Mais qui va décider des critères d’attribution de ces sanctions et de ces récompenses ?  Des entreprises privées.  Et en fonction de leurs intérêts financiers.  Et non pas en fonction de vos bénéfices social, sanitaire ou économique.

Tous ces systèmes ne seront donc pas créés et gérés de manière démocratique, avec un niveau de transparence acceptable pour le citoyen ou le consommateur.  Ils seront créés et gérés en toute opacité par de grands groupes multinationaux en fonction des exigences de leurs actionnaires.

Une société de surveillance qui accentue les inégalités

Non seulement ce type de capitalisme nouveau genre va tirer des profits monstrueux de l’exploitation de données qui normalement devraient vous appartenir.

Mais il va également susciter de nouveaux écarts, croissants, entre ceux qui possèdent les moyens de capturer et d’exploiter ces données et ceux qui ne les possèdent pas.

Cela veut dire que les revenus générés par des données privées seront concentrés dans quelques mains qui décideront en toute opacité :

  • de l’exploitation qui sera faite de vos données privées
  • de la rémunération engendrée par cette exploitation
  • de l’acceptabilité ou non de vos comportements
  • du système de sanctions ou de récompenses applicable selon les cas

Or, ces inégalités croissantes sont ce qui rend les sociétés instables, c’est ce qui génère les crises les plus dures et les plus injustes.  C’est peut-être ce qui détruira finalement tout le système financier mondial.
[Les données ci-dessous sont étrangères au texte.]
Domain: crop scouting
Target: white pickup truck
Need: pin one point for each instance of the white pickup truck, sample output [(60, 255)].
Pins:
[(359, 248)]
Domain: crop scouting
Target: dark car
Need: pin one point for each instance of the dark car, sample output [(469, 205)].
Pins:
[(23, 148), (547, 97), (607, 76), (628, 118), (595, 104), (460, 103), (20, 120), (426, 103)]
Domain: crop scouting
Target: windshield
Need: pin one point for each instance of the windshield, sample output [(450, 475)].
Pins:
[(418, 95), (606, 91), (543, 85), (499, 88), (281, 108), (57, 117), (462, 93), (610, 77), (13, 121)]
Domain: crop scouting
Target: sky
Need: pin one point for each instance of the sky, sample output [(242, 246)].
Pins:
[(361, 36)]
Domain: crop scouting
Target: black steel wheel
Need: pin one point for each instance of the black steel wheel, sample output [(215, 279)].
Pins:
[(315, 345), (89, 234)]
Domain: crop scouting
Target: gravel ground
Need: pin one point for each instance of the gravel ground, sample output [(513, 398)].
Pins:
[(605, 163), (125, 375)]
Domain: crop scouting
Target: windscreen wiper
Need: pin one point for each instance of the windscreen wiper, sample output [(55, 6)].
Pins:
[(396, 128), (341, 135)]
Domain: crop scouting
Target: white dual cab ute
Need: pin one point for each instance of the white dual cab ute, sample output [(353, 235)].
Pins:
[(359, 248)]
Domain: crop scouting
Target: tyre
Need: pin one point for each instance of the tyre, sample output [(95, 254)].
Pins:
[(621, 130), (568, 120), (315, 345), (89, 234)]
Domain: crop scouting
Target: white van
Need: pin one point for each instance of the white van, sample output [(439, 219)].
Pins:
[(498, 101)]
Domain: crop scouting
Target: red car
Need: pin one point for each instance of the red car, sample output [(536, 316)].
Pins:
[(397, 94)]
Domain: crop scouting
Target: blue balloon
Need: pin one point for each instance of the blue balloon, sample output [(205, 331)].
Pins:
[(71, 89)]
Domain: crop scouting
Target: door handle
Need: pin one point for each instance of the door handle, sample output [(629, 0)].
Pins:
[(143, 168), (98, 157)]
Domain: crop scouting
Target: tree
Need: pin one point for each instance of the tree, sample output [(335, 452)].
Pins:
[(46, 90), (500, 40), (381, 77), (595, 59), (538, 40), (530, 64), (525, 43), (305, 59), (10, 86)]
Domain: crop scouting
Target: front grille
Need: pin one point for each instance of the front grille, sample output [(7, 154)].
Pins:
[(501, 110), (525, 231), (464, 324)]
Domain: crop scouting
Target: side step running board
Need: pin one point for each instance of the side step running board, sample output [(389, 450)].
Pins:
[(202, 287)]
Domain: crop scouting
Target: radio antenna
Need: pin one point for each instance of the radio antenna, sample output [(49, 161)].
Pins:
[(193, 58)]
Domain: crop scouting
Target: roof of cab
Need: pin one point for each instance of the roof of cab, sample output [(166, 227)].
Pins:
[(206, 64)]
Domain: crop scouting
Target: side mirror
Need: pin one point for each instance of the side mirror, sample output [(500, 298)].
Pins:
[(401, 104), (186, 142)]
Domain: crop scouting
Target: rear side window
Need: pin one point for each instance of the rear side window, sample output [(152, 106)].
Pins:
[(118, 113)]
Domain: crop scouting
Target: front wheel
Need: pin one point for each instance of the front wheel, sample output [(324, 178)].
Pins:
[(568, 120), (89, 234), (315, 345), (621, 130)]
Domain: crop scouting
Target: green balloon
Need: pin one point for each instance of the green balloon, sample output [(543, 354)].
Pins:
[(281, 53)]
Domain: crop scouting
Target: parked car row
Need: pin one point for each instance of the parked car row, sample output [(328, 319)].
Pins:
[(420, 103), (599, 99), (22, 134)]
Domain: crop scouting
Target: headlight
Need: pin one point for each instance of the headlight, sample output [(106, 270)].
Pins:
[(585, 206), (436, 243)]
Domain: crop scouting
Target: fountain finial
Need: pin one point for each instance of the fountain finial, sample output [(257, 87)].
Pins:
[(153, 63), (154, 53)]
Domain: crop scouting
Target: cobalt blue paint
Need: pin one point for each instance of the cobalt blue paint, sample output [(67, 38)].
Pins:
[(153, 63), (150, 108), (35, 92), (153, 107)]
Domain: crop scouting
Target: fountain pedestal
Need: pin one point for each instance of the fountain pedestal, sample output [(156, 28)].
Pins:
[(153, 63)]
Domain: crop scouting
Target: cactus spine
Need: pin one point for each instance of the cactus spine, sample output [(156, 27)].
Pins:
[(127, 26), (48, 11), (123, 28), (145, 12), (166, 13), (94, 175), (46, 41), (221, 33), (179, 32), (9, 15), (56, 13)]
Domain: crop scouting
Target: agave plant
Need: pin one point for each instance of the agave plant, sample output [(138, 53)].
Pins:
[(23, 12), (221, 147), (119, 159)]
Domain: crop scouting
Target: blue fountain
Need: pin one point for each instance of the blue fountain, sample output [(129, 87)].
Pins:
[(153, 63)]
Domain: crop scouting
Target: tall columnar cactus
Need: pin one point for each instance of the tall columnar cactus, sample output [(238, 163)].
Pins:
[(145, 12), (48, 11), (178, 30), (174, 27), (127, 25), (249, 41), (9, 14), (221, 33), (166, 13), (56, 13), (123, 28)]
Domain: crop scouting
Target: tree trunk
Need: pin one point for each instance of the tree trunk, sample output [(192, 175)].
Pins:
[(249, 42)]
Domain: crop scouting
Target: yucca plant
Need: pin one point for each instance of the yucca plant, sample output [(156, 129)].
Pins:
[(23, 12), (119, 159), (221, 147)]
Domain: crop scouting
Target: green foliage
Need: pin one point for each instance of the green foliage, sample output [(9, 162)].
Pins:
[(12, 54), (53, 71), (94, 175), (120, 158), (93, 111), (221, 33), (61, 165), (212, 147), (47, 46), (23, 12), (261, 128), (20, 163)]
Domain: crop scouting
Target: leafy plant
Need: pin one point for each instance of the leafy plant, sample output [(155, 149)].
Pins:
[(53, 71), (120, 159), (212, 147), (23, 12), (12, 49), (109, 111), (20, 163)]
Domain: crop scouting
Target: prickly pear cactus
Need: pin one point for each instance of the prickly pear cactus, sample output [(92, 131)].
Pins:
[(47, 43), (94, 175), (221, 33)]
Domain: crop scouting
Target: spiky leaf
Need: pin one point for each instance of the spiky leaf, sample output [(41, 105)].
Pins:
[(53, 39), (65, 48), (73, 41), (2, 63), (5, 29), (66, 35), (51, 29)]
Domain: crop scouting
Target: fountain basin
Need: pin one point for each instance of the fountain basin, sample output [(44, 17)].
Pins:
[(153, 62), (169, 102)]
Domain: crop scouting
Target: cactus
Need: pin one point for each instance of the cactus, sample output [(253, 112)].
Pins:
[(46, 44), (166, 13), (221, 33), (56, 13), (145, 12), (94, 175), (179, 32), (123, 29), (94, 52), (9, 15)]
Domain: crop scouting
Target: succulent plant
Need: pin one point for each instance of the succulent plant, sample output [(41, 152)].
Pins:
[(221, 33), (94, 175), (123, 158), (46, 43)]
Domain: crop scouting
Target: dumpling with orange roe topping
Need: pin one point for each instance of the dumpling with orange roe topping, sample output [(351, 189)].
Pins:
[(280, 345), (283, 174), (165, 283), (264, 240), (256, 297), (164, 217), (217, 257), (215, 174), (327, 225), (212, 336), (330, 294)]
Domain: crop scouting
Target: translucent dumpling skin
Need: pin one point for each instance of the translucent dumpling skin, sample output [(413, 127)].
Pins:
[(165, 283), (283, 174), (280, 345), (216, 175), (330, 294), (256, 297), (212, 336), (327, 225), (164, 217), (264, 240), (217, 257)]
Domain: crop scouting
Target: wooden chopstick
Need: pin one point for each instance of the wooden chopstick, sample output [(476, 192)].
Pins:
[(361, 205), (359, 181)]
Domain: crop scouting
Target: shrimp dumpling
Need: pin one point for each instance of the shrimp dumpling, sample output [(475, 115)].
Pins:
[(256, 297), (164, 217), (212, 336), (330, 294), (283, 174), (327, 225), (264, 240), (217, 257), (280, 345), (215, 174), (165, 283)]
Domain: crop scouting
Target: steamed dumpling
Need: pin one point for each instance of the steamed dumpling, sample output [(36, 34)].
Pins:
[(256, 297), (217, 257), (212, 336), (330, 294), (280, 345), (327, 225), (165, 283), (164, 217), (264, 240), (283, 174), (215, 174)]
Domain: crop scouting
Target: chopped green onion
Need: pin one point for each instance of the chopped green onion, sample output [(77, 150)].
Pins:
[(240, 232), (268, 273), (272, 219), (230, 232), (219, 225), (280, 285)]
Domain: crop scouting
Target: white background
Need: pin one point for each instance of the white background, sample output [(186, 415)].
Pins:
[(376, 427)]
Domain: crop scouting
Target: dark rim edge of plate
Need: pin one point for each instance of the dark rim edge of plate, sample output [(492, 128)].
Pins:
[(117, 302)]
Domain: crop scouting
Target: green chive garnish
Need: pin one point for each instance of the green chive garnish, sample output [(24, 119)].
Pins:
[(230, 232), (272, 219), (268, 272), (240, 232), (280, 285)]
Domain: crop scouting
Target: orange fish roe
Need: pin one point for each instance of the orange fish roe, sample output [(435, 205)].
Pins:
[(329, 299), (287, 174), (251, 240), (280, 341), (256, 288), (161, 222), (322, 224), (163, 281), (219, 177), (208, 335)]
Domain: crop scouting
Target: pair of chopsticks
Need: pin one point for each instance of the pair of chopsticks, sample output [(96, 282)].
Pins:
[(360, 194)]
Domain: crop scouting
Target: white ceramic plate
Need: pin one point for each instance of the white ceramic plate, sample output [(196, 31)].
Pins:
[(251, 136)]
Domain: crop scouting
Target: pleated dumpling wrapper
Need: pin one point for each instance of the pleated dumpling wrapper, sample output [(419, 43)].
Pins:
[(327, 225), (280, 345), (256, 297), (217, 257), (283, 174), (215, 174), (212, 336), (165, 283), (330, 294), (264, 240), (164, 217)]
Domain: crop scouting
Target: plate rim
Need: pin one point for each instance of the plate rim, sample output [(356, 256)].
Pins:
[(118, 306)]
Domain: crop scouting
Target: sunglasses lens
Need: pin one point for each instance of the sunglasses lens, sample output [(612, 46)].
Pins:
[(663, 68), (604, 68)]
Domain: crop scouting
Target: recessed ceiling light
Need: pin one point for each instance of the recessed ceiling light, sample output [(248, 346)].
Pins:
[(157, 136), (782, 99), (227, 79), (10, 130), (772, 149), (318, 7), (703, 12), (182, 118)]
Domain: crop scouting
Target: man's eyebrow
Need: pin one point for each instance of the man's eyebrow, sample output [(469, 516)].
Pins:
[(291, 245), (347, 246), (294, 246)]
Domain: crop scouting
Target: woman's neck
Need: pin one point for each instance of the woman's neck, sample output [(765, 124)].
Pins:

Voyez le livre de Thomas Picketty sur le nouveau capitalisme mondial et l’augmentation des inégalités : « le capitalisme produit mécaniquement des inégalités insoutenables, arbitraires, remettant radicalement en cause les valeurs méritocratiques sur lesquelles se fondent nos sociétés démocratiques. »

Et ce que nous avons connu jusqu’à présent n’est rien comparé à ce que le commerce des données nous promet pour les toutes prochaines années…

Comment se prémunir contre cette tendance ?

Il va devenir de plus en plus difficile d’échapper à cette surveillance de tous les instants.  Tous nos services en ligne et hors ligne, grâce aux applications multiples et aux objets connectés, informent sur notre comportement et nous exposent 24 heures sur 24 à une surveillance technologique face à laquelle la dystopie de George Orwell fait figure d’une plaisanterie de communiante…

Mais il existe des alternatives sur le Web.  Framasoft, une communauté d’éducateurs, y travaille.  Cette association propose des logiciels libres, des solutions garanties sans dispositif de surveillance.  Des moteurs de recherche comme Qwant ou Duck Duck Go vous garantissent des recherches sur Internet en toute sécurité.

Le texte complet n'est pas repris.